Announcement

Collapse
No announcement yet.

resident/attending couple with dual student loans

Collapse
X
 
  • Filter
  • Time
  • Show
Clear All
new posts

  • resident/attending couple with dual student loans

    First time poster here. I will be getting married later this year and we are trying to decide how best to approach our student loans. I am a PGY-3 in a 5 year residency (am planning on doing a 1 year fellowship after) and my fiancé is also a resident but will be starting as an attending this July just before we get married. Between us, we have about $485K in federal student loans ($234K for me, $251K for my fiancé), with the majority of all of these at 6.55% on an IBR payment plan.

    We’ve roughly estimated that our combined household income for 2017 will end up being around $175K (pre-tax) and for the years after that while I am still a resident that it will be around $230K (pre-tax).

    First, wondering if it is best if we file married filing jointly vs married filing separately. I realize if we do jointly there are tax benefits, but then would that also mean that both of us would be required to make “attending size” monthly payments towards our student loans since we would have a sizeable household gross income? If we did married filing separately, then would only my fiancé be required to make to the sizeable monthly payments on her loans as she would be the one generating income? How much does the federal loan service factor in if two people in your household have significant loans and would this decrease our required monthly payments.

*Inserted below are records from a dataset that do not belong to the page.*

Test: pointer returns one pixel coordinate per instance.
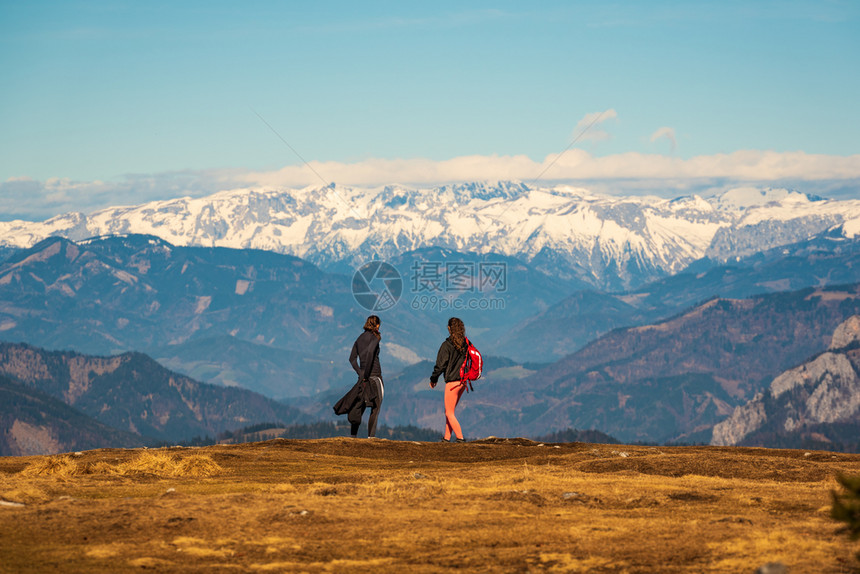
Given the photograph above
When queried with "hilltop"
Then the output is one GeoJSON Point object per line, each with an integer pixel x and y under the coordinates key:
{"type": "Point", "coordinates": [501, 505]}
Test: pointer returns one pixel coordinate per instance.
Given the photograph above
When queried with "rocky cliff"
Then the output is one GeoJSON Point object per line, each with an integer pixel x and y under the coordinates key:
{"type": "Point", "coordinates": [807, 406]}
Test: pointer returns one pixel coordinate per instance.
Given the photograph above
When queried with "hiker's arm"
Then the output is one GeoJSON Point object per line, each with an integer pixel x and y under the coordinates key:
{"type": "Point", "coordinates": [441, 362]}
{"type": "Point", "coordinates": [368, 358]}
{"type": "Point", "coordinates": [353, 358]}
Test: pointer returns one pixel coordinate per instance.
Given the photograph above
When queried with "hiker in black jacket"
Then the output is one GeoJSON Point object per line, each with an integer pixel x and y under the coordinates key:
{"type": "Point", "coordinates": [449, 359]}
{"type": "Point", "coordinates": [364, 358]}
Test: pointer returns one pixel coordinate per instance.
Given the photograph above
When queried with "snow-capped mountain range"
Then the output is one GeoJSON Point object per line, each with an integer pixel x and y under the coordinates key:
{"type": "Point", "coordinates": [606, 241]}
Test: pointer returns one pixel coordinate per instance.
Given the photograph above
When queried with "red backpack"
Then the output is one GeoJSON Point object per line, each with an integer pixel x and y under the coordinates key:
{"type": "Point", "coordinates": [472, 367]}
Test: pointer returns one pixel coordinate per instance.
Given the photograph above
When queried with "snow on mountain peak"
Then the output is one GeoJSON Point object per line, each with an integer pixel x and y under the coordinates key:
{"type": "Point", "coordinates": [607, 241]}
{"type": "Point", "coordinates": [742, 198]}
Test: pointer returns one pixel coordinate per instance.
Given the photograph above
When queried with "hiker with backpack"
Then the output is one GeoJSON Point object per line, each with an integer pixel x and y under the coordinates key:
{"type": "Point", "coordinates": [369, 390]}
{"type": "Point", "coordinates": [460, 363]}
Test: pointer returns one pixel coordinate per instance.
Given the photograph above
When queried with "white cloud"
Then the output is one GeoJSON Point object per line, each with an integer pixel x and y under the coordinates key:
{"type": "Point", "coordinates": [576, 164]}
{"type": "Point", "coordinates": [665, 133]}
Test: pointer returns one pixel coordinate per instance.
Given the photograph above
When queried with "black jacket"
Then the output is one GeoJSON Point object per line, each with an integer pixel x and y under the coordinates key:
{"type": "Point", "coordinates": [449, 359]}
{"type": "Point", "coordinates": [364, 357]}
{"type": "Point", "coordinates": [361, 391]}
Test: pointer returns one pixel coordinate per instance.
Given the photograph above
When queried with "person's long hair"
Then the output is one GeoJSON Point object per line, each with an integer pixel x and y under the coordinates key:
{"type": "Point", "coordinates": [372, 325]}
{"type": "Point", "coordinates": [458, 332]}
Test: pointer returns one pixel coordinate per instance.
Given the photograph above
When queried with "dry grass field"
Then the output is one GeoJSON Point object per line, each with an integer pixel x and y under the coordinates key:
{"type": "Point", "coordinates": [372, 505]}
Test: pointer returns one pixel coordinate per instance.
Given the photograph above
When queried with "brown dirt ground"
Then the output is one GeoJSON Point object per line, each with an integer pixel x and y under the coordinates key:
{"type": "Point", "coordinates": [373, 505]}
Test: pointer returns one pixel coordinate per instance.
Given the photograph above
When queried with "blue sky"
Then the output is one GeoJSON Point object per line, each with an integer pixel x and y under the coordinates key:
{"type": "Point", "coordinates": [152, 99]}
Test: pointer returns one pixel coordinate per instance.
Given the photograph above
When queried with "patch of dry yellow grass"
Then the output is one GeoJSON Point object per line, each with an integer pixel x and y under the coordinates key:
{"type": "Point", "coordinates": [306, 506]}
{"type": "Point", "coordinates": [148, 462]}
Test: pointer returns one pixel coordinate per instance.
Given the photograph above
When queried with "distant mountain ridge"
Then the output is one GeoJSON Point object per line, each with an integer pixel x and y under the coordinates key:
{"type": "Point", "coordinates": [606, 242]}
{"type": "Point", "coordinates": [33, 422]}
{"type": "Point", "coordinates": [814, 405]}
{"type": "Point", "coordinates": [675, 379]}
{"type": "Point", "coordinates": [134, 394]}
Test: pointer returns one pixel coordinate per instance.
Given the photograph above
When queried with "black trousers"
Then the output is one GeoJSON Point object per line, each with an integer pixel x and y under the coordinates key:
{"type": "Point", "coordinates": [357, 410]}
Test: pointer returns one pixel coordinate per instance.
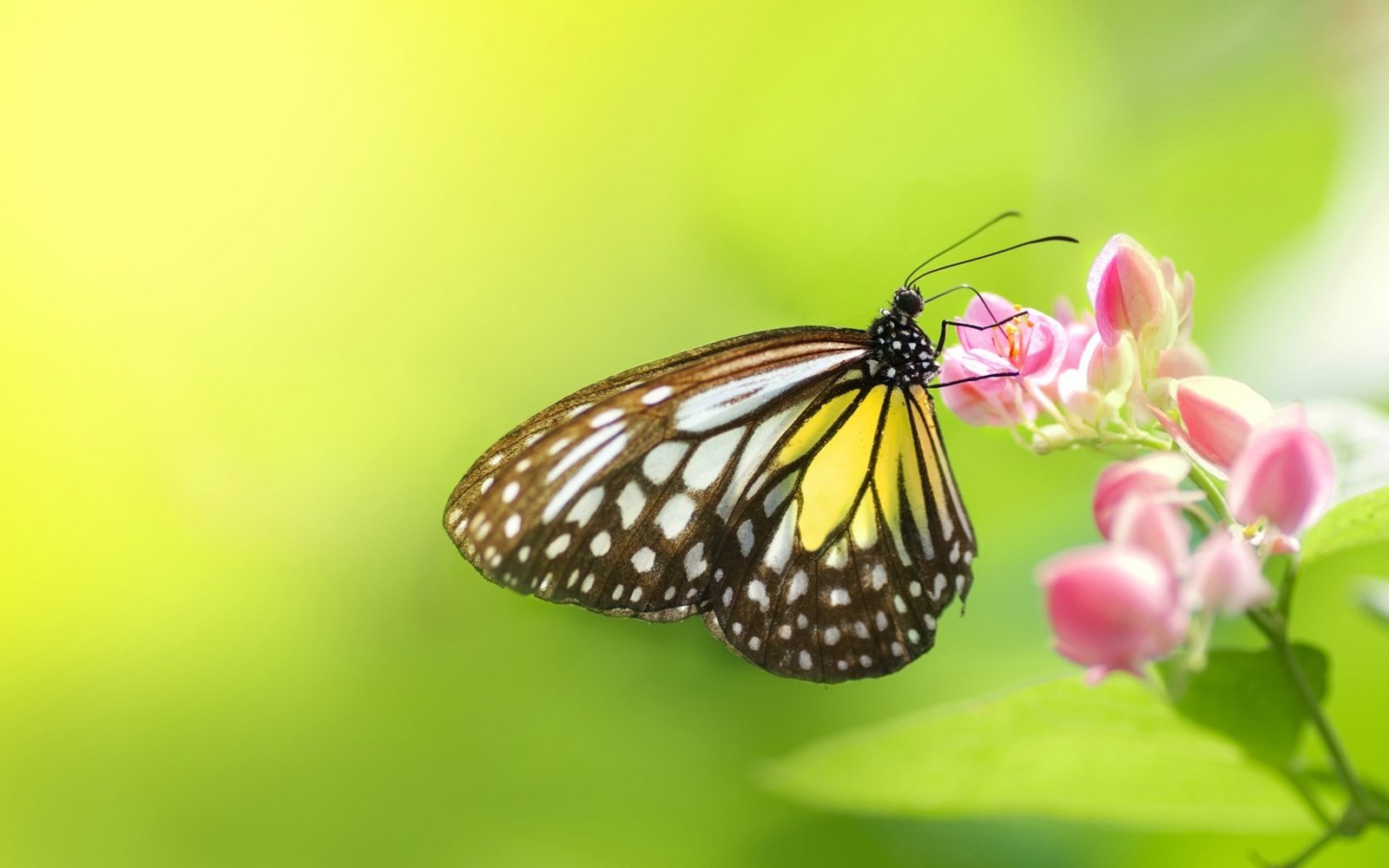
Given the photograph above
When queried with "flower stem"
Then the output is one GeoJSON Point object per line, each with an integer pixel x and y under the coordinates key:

    Next, we were thinking it would be wise to reconsolidate at least her loans. If we did this, how would it factor into the above scenario? Would we then be making a large payment to the consolidated loan company and also then a large payment to the federal loan service for my loans which now, in the government’s eyes, are the only loans we have? What if we both reconsolidated our loans when she became an attending? Are there any loan reconsolidation companies out there that would let me make smaller monthly payments on my loans while I am still in residency/fellowship? Should we reconsolidate all our loans together into one lump sum principal or use separate companies for each of our loans?

    I will say, we are trying to get rid of these loans asap. I am just trying to figure out if the best course of action is to put my loans on the backburner making the smallest required payments possible while we try to eliminate her loans first and then later can knock my loans out fairly quickly once we are both earning attending salaries.

    Thanks in advance for any advice.

  • #2
    If you guys are interested in knocking the loans out as fast as possible then refinancing hers and aggressively paying them down while you finish training is probably the best idea.  That should definitely be doable on an attending salary over the next three years.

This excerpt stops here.